The Bears have met with Miles Sanders on multiple occasions.
(670 The Score)How does a running back become the complete package for a modern-day NFL offense? Penn State’s Miles Sanders knows you can’t rely on talent alone.
Sanders enters the NFL Draft as one of the most versatile running backs in a deep class, a three-down backfield option and a capable target in the passing game. He has worked hard to be more dynamic, often catching 200 passes before and after practice at Penn State and running extra routes with his quarterback.
“I don’t like being average,” Sanders said by phone. “I don’t like being comfortable. I’m always willing to get better, whether it’s the little stuff or the big stuff.”
Related: Bears, Packers to kick off 2019 season
At Penn State, Sanders was anything but average. He rushed for 1,274 yards (5.8 yards per carry) and nine touchdowns in his junior season of 2018, adding 24 receptions in the passing game. He took over the Nittany Lions’ backfield from Saquon Barkley and carried the load well in a breakout season.
Sanders now has the attention of teams like the Bears ahead of the NFL Draft. The Bears met with Sanders at the NFL Combine in Indianapolis in February and hosted him at Lake Forest two weeks ago.
The Bears are seeking their running back of the future in the draft, and the 5-foot-11, 215-pound Sanders is a type who would fit coach Matt Nagy’s offense well.
“I definitely believe I can be that complete running back that any team wants me to be as far as a Saquon, Tarik Cohen, Christian McCaffrey, Todd Gurley,” Sanders said. “I can be a three-down back, a very versatile running back.
“I like (the Bears) offense, I like their scheme. Coach Nagy, great coach. Great coaching staff over there.”
The issue for the Bears is that they may not get the chance to draft Sanders unless they trade up. He’s projected to be selected on Day 2 of the draft, and the first pick the Bears own is in the third round at No. 87 overall. To land Sanders, they would likely have to move up from that slot. An asset to include in a potential trade could be running back Jordan Howard, whom the Bears could deal or release this offseason. Chicago’s backfield currently includes Howard, Cohen and veteran Mike Davis, who signed a two-year deal in free agency.
Nagy and the Bears gave Howard the chance to prove his place in the offense in 2018. He improved as a pass catcher but struggled as a route runner. The team signaled its interest in a change by first exploring the possibility of signing Kareem Hunt. After signing Davis, the Bears continue to evaluate the running back options in the draft.

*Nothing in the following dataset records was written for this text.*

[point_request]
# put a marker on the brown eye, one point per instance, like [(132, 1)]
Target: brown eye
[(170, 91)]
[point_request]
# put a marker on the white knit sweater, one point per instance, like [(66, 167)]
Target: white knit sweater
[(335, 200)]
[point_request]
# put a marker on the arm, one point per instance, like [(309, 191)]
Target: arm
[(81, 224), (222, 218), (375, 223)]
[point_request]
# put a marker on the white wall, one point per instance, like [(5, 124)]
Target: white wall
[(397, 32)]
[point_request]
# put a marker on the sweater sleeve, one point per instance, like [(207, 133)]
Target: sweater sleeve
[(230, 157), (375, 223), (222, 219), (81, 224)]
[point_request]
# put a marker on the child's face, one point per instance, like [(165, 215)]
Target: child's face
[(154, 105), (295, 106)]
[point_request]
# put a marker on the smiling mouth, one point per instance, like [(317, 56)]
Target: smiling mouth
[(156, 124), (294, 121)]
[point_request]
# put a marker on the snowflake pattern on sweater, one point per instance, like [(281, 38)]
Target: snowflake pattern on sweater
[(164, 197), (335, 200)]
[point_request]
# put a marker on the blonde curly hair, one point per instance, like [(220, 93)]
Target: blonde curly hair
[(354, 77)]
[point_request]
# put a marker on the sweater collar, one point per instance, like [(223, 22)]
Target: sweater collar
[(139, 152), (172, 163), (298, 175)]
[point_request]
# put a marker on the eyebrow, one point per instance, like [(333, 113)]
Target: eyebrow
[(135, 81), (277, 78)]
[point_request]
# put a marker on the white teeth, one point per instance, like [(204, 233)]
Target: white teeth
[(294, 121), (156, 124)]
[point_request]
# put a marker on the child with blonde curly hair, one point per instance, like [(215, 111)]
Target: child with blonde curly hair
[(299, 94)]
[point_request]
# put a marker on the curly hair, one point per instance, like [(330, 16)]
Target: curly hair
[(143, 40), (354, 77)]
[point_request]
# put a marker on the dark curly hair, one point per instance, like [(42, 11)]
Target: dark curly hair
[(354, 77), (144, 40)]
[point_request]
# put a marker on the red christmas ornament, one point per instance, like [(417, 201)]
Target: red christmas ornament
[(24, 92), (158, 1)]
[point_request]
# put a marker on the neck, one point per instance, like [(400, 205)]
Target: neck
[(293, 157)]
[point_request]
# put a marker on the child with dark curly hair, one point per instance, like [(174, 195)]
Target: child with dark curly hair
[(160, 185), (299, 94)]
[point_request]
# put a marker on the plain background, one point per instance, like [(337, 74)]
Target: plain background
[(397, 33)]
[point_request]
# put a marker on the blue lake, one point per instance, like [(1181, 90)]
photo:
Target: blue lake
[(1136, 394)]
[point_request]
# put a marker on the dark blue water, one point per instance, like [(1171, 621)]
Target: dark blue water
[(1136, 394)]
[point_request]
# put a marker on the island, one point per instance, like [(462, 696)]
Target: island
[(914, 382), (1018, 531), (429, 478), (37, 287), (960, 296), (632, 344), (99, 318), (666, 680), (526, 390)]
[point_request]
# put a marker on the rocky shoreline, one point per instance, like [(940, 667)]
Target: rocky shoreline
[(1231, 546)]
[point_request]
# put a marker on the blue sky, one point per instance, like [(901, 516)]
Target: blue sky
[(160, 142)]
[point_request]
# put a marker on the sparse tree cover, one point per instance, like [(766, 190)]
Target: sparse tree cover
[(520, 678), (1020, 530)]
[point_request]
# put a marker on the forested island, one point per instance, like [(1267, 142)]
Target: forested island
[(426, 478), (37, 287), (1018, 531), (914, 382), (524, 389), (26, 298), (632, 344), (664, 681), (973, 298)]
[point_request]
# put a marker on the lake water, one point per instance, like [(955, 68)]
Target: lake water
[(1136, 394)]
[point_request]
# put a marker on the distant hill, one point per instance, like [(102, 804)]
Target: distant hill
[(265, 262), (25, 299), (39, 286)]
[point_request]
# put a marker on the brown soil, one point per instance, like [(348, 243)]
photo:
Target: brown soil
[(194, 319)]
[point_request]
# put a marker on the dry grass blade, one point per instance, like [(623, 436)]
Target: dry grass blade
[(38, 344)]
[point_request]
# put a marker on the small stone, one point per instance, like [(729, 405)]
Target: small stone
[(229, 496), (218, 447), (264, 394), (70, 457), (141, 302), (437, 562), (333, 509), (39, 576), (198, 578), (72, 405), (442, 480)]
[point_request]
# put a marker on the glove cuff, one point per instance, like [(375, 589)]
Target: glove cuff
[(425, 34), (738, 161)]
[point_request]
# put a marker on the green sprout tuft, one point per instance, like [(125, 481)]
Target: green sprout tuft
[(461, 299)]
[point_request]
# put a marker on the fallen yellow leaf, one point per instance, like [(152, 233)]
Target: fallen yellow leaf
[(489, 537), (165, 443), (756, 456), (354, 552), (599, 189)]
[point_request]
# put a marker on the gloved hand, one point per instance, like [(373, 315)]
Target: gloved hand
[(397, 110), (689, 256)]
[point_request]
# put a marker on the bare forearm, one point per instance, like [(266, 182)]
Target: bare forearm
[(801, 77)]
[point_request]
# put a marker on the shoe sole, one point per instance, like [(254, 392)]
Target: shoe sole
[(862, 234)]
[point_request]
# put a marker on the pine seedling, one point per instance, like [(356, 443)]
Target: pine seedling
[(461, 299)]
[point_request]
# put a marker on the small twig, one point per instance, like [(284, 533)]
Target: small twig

In Sanders, the Bears could find a fit.
“A complete running back,” Sanders said in scouting himself. “Natural running ability, vision, able to catch it out of the backfield, workhorse, come to work every day and a guy who’s willing to do whatever it takes to win a championship.”
Sanders arrived at Penn State tabbed as a four-star prospect by Rivals after starring at Woodland Hills in Pittsburgh. He emerged in 2018 as the Nittany Lions’ starter and enjoyed a productive season, but Sanders felt there was plenty to improve upon.
Sanders is working to improve his patience as a runner, in an effort to allow rushing lanes to open and better take what the play gives him. He’s also focusing on responsibilities in pass protection, an important role for a three-down back.
With the draft fast approaching, Sanders will soon realize his dream. But he knows there’s even greater work ahead.
“It’s just competing,” he said. “I’m very competitive. “I’ve found that a lot more. I love to compete, love going against the best.”